Some of Sampson's arguments aren't particularly convincing to me. The least convincing of the counterarguments he actually bothers making is one that involves headless nouns. Here, he pulls out Pinker's claim that a headless compound noun will add the plural -s but a nonheadless one will take on the irregular form. We're talking about words like "mailman" here. "Men" is the plural of "man," and when combined with "mailman" becomes "mailmen" in the plural. But a headless noun doesn't follow that rule. Take a word like "tenderfoot," and make it plural. A tenderfoot is not a type of foot--foot is not the head of the compound. "Tenderfoot" is a whole other word, and thus becomes "tenderfoots" in the plural. Sampson argues that he might well say "tenderfeet" (and so on for the various examples); I find this doubtful. Each example Pinker noted seemed like the more common use to me. So Sampson does some research and finds a case where the irregular does sometimes apply to the plural of a headless noun, and to his American example, I can say that he's entirely correct, since I've used it (though I would likely now just use the singular as the plural in conjunction with other words like it). The word is "Blackfoot," as in the Indian tribe. No one says "Blackfoots" for the plural, but some writers do say "Blackfeet." That said, one also refers to several English, several French, several Cherokee or several Cherokees, so the more common usage would seem to me to be "several Blackfoot."

Another argument that proves to be less effective to me is one that Sampson makes in a couple of cases, where he essentially doesn't argue the point at all. He states that since the nativists bother to argue a given point, it proves that the point isn't self-evident, which means that empiricism must be the cause of the particular phenomenon. In other words, if you argue the point, you must be incorrect, because if you were correct, you wouldn't bother to argue it. This seems to me the old witch trial (float and you're a witch and deserve to die; drown and you probably aren't a witch).

I am actually finding myself more persuaded in some ways by Pinker as I review these points. But there is much to find disingenuous in the nativists cause as well. Sampson notes some disturbing things with regard to the research done on the family who couldn't learn grammar that Pinker talks about. The family lacks a grammar gene supposedly--or does it?
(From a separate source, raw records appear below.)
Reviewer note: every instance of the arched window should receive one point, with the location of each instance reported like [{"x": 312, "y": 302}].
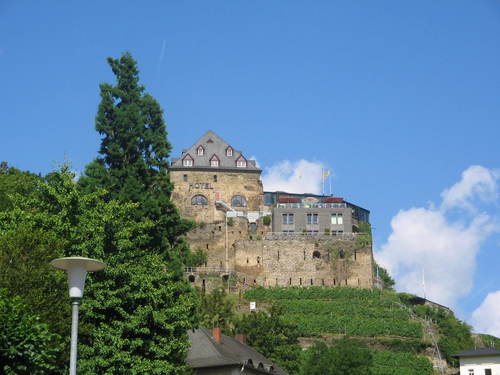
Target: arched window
[
  {"x": 238, "y": 201},
  {"x": 187, "y": 161},
  {"x": 199, "y": 200},
  {"x": 241, "y": 162}
]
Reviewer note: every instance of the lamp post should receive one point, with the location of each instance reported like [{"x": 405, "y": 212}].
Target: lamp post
[{"x": 77, "y": 268}]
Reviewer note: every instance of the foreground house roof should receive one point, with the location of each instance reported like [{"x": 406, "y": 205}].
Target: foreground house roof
[{"x": 206, "y": 352}]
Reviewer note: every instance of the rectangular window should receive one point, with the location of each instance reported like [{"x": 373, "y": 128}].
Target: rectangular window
[
  {"x": 337, "y": 219},
  {"x": 312, "y": 219},
  {"x": 287, "y": 219}
]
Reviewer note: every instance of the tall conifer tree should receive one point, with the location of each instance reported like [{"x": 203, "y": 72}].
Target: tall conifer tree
[
  {"x": 133, "y": 165},
  {"x": 138, "y": 310}
]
Sampson points out that the family, if you actually look closely, by and large tests lower than average on IQ tests; grammar isn't the only problem--it's not isolated. (The family members with grammar problems average 85 in IQ; average population is around 100; then again, Sampson doesn't address the anomaly of at least one that supposedly scored 110 among the problem grammar group.)

Pinker does a lot of pulling sentences around to trace elements as we move from a statement to a question, and uses this part of grammar to prove his instinct point. He also talks of sentences not being about to house phrases inside of a phrases. It was a discussion that interested me little, and Sampson's pointing out that these points seem highly artificial--and not even necessarily true--made sense to me.
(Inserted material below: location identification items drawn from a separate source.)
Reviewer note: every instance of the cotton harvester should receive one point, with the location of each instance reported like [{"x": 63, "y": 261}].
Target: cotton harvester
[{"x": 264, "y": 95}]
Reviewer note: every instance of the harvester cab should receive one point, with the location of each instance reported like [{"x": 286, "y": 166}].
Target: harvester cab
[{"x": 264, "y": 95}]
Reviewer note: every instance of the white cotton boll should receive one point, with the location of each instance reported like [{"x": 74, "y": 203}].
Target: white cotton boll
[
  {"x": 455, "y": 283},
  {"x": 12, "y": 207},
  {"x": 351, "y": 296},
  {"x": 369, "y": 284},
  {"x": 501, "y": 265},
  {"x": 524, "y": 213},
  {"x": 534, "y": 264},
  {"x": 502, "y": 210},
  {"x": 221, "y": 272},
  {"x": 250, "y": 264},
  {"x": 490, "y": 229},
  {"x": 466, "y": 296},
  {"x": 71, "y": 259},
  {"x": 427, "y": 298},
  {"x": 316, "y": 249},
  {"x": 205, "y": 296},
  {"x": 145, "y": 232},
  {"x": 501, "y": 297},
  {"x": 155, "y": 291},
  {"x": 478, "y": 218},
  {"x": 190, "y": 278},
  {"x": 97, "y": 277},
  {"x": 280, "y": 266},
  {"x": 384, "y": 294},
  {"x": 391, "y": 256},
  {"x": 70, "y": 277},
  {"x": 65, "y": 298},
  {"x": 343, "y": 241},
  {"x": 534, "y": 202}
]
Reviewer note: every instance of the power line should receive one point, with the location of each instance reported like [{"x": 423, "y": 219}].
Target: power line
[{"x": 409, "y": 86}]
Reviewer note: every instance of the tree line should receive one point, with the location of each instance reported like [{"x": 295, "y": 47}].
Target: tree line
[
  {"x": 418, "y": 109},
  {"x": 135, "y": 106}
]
But Sampson's main concern is that Pinker and Chomsky are, in his mind, arguing from a Platonic point of view wherein there is limited knowledge, all of which is already known, and that all we are doing is "remembering" it. Taken to this extreme, I wouldn't be able to side with the nativists either. But taken to the other extreme, that we can create something from nothing, I don't think I can side with Sampson either.